I Falchi dell’Amiata. (Padova 2002- Ed. Progetto).

Con piglio deciso e stile asciutto, Guidotti ricompone la storia antica della zona attorno al massiccio del Monte Amiata, dove si trova il suo luogo natale, Piancastagnaio, ideale centro da cui prende avvio e si dilata il racconto: Etruschi, Romani,Bizantini, Longobardi, la Tuscia longodardorum, il fiorire della via Francigena,favorito dal sorgere di monasteri, abbazie, ricoveri per pellegrini e lo svilupparsi di nuovi agglomerati abitativi per l’aggregarsi in un castello.
Dopo il bel romanzo storico su Ghino di Tacco, Guidotti continua a dare sfogo alla sua passione per la storia come racconto di eventi memorabili, ma anche di ambienti, di colori, di radici lontane, di lingua, dagli statuti, di usi e costumi.

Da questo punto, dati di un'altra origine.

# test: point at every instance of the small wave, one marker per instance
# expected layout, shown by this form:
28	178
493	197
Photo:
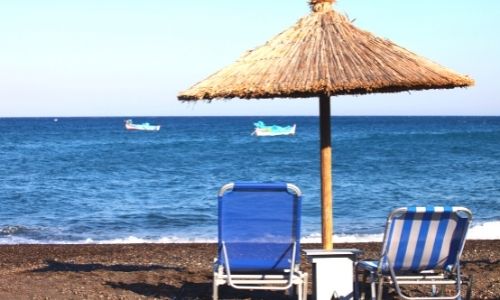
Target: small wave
13	230
485	231
481	231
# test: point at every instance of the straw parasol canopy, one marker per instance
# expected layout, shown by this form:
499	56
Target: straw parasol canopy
324	55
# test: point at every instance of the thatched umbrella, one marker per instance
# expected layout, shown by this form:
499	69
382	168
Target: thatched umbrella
324	55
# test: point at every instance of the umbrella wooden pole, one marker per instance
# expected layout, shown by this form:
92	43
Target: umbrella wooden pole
326	173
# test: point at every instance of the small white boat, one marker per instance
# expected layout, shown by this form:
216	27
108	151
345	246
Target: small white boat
262	129
129	125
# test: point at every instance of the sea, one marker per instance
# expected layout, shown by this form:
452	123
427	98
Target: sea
88	180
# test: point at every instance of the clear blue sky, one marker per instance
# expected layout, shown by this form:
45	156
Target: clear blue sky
131	58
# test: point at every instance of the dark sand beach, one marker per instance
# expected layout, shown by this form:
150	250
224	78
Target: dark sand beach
169	271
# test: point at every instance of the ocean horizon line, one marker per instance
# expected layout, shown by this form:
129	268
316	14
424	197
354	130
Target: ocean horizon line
248	116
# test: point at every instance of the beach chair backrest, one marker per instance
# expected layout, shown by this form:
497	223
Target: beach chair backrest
259	226
423	238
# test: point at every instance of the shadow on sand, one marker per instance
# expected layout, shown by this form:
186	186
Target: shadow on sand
56	266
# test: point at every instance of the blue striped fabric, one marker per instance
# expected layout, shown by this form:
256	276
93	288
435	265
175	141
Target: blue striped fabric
420	238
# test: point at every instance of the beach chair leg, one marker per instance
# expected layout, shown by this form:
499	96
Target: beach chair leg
304	286
298	291
373	293
468	294
215	288
380	291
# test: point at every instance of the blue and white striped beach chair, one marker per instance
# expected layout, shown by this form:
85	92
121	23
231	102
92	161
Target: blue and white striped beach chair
422	246
259	238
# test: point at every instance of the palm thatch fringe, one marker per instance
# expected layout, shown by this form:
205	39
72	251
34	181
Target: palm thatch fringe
324	54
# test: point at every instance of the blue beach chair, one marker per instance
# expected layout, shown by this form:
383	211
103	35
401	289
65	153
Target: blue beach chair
259	238
422	246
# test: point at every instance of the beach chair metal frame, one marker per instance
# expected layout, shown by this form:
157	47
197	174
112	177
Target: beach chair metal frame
383	271
285	280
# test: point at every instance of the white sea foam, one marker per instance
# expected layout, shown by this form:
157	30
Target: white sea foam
480	231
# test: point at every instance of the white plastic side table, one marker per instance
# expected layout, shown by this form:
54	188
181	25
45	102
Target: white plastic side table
333	272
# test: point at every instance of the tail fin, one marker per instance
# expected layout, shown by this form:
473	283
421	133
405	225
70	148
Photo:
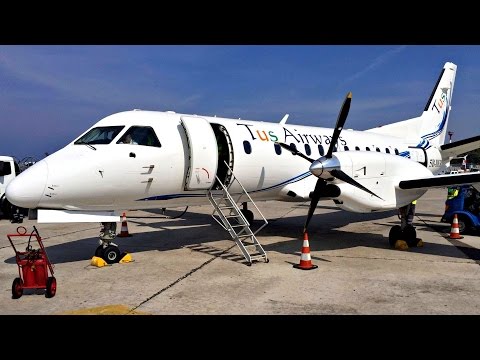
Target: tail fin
430	128
434	119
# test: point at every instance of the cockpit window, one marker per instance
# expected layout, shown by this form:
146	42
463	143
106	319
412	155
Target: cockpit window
99	135
140	135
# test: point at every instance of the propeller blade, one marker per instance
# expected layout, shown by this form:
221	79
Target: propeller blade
295	152
339	174
317	192
342	117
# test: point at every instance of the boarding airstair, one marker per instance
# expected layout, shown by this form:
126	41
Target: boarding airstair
228	214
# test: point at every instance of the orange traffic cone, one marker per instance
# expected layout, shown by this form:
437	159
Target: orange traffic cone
124	231
305	259
455	230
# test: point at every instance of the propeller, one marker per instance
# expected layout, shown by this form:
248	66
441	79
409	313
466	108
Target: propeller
327	167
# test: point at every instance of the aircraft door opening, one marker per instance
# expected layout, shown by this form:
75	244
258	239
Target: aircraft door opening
203	154
225	155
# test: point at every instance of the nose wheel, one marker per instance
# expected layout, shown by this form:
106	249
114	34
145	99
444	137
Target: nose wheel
107	250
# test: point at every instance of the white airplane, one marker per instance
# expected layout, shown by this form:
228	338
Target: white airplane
178	159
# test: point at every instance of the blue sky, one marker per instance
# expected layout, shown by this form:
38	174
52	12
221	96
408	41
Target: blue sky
50	94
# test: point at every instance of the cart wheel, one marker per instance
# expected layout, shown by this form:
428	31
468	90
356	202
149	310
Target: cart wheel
111	254
17	288
99	251
51	287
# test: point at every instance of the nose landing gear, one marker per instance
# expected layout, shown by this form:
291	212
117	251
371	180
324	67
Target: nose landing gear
108	250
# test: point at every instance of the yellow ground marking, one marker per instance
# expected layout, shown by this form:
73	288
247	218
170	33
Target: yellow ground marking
105	310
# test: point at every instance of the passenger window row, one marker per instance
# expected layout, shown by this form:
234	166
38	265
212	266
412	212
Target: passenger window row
308	149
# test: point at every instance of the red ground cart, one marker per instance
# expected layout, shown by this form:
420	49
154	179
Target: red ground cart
33	266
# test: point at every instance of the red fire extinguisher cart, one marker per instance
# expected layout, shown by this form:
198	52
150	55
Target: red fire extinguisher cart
33	265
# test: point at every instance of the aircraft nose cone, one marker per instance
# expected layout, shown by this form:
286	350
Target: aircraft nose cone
316	168
28	187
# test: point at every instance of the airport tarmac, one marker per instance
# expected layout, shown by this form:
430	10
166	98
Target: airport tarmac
189	265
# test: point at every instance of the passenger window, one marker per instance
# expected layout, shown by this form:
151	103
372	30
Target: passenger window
320	150
5	168
99	135
308	151
247	147
278	149
140	135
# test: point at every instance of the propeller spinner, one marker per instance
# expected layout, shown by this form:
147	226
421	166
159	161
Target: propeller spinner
328	167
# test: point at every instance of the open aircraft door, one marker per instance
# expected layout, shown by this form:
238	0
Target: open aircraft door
203	153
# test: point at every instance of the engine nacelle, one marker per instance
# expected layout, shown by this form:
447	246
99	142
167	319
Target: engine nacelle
381	174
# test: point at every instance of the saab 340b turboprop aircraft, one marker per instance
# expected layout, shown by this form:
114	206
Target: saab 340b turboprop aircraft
171	160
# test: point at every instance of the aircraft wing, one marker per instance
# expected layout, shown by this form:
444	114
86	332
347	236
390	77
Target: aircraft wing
460	147
442	181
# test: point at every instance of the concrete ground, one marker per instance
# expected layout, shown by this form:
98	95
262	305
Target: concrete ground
188	265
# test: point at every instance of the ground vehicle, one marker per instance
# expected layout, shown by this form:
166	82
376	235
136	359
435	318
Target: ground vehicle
464	201
33	266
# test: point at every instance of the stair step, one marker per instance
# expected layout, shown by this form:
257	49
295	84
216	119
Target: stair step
256	257
244	236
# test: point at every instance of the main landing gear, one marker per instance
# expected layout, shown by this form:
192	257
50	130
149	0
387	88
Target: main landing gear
404	236
108	250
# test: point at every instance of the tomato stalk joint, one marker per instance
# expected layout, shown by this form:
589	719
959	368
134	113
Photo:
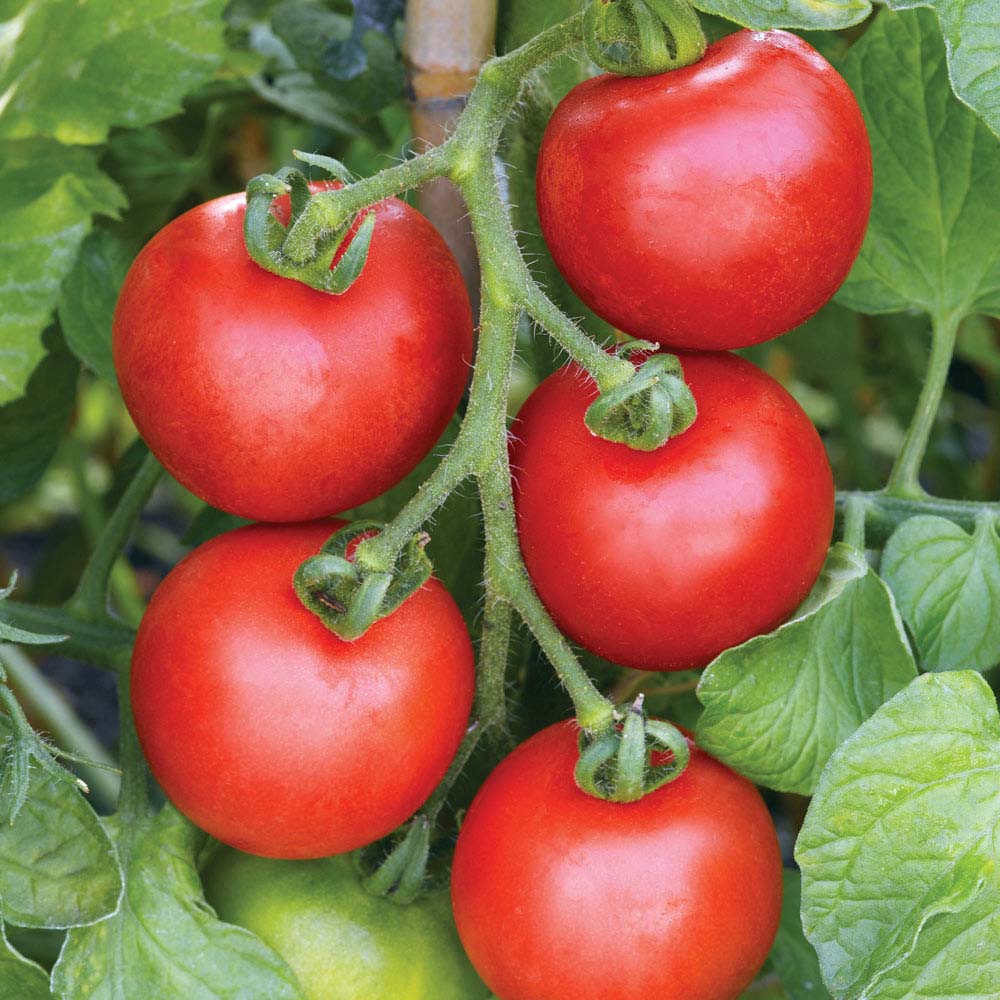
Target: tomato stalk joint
349	598
644	413
308	247
642	37
635	757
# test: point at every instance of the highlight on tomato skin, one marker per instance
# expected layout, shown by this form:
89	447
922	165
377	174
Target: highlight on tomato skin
270	732
660	560
562	896
276	402
714	206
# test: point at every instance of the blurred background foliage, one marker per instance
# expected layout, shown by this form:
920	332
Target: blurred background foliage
329	77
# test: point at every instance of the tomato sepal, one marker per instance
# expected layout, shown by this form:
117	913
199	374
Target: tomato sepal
349	598
305	250
644	413
631	760
642	37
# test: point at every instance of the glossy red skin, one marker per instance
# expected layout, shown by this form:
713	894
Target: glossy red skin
712	207
660	560
561	896
274	401
271	733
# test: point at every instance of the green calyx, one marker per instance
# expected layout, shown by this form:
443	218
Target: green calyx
620	764
347	597
644	413
642	37
306	248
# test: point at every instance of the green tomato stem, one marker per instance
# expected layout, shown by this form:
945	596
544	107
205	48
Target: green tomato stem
855	514
48	706
90	600
133	800
904	480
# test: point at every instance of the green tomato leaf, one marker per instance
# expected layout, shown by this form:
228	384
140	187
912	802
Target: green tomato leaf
165	941
32	426
971	30
20	979
57	866
314	35
47	197
87	302
803	14
947	585
777	706
931	242
900	895
72	70
793	958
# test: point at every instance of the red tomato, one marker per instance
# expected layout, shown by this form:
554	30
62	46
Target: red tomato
271	733
561	896
662	559
712	207
277	402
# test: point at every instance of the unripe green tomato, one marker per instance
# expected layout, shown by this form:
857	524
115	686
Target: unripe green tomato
341	942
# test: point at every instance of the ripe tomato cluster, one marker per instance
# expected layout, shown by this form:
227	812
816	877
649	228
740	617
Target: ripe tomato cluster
731	208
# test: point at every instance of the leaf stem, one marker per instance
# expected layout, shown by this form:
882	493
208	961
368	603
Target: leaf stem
46	705
904	480
90	600
855	513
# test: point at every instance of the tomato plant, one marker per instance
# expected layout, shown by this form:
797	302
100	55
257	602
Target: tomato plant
714	207
644	557
549	898
341	942
276	736
676	666
366	381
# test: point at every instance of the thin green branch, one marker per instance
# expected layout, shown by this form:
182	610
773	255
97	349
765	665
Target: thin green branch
48	707
133	800
101	643
608	371
90	600
884	512
327	213
904	480
855	513
124	588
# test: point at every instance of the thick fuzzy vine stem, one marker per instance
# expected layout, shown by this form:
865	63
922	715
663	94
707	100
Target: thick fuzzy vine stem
468	158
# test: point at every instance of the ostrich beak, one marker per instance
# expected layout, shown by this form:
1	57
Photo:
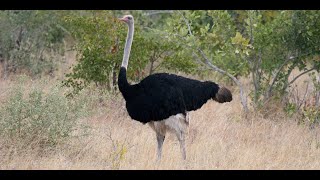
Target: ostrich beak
122	19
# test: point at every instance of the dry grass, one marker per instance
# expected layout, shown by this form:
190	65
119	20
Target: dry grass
219	138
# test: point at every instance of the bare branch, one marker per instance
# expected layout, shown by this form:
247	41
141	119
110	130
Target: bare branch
187	23
305	72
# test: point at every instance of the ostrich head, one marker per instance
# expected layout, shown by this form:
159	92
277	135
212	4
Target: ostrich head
127	19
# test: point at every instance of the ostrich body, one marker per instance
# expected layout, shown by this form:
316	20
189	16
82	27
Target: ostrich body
163	100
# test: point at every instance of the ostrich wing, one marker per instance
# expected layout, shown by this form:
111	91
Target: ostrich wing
154	99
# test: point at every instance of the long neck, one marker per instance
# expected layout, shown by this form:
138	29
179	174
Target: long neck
127	47
124	87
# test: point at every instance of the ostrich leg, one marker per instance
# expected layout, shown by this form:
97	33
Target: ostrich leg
160	140
181	138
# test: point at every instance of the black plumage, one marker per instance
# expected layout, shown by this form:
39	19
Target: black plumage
159	96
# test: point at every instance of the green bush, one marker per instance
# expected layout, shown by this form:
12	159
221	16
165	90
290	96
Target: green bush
42	116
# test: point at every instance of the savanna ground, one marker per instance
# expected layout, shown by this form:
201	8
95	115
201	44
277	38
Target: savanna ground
219	137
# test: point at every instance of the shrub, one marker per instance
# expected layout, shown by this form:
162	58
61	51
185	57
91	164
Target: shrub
42	115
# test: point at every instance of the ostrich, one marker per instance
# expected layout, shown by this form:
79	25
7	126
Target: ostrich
163	100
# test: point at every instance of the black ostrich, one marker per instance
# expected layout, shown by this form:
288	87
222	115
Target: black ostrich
163	100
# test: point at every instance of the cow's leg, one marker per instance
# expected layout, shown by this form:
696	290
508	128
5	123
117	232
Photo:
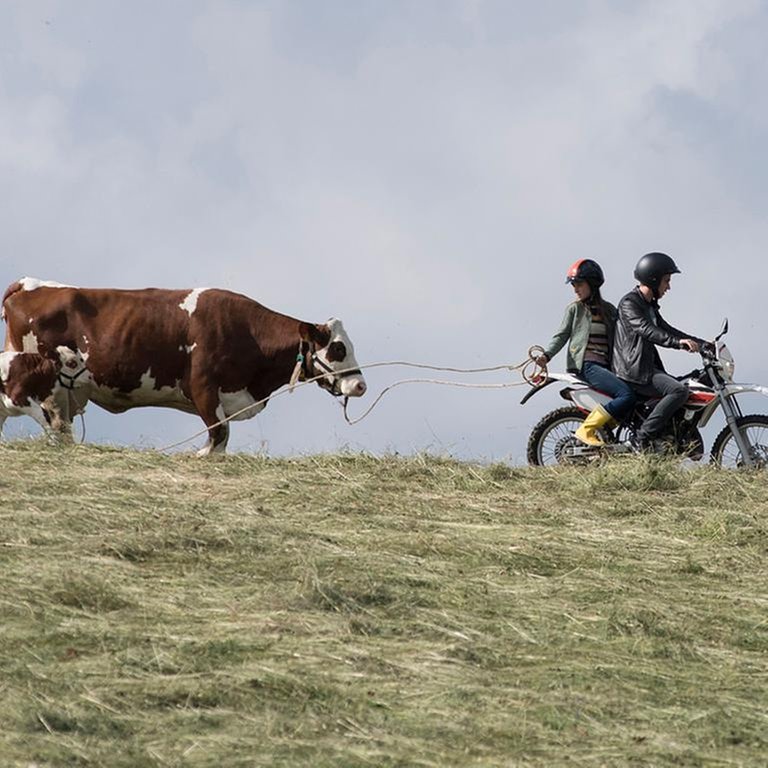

La parte centrale del libro è tutta dedicata alle complesse e tormentate vicende delle famiglie Aldobrandeschi, mentre la parte terminale ripropone la figura di Ghino di Tacco come emblematico personaggio dei drammatici effetti sociali dei profondi epocali mutamenti economici e di potere del tempo. Dante, Ambrogio Lorenzetti, Duccio, l’arte e la letteratura, la storia si intrecciano in stretti momenti di trama e di ordito che ci trattengono a lungo nel fascino della lettura di un racconto storico in cui, ancora una volta, Guidotti rivive i ricordi di un tempo e di un luogo, dove ancora è rimasta l’infanzia, quella dei tanti sogni ora forse spenti ma per sempre cari alla memoria che li sa coltivare e riaccendere. (Giorgio Segato).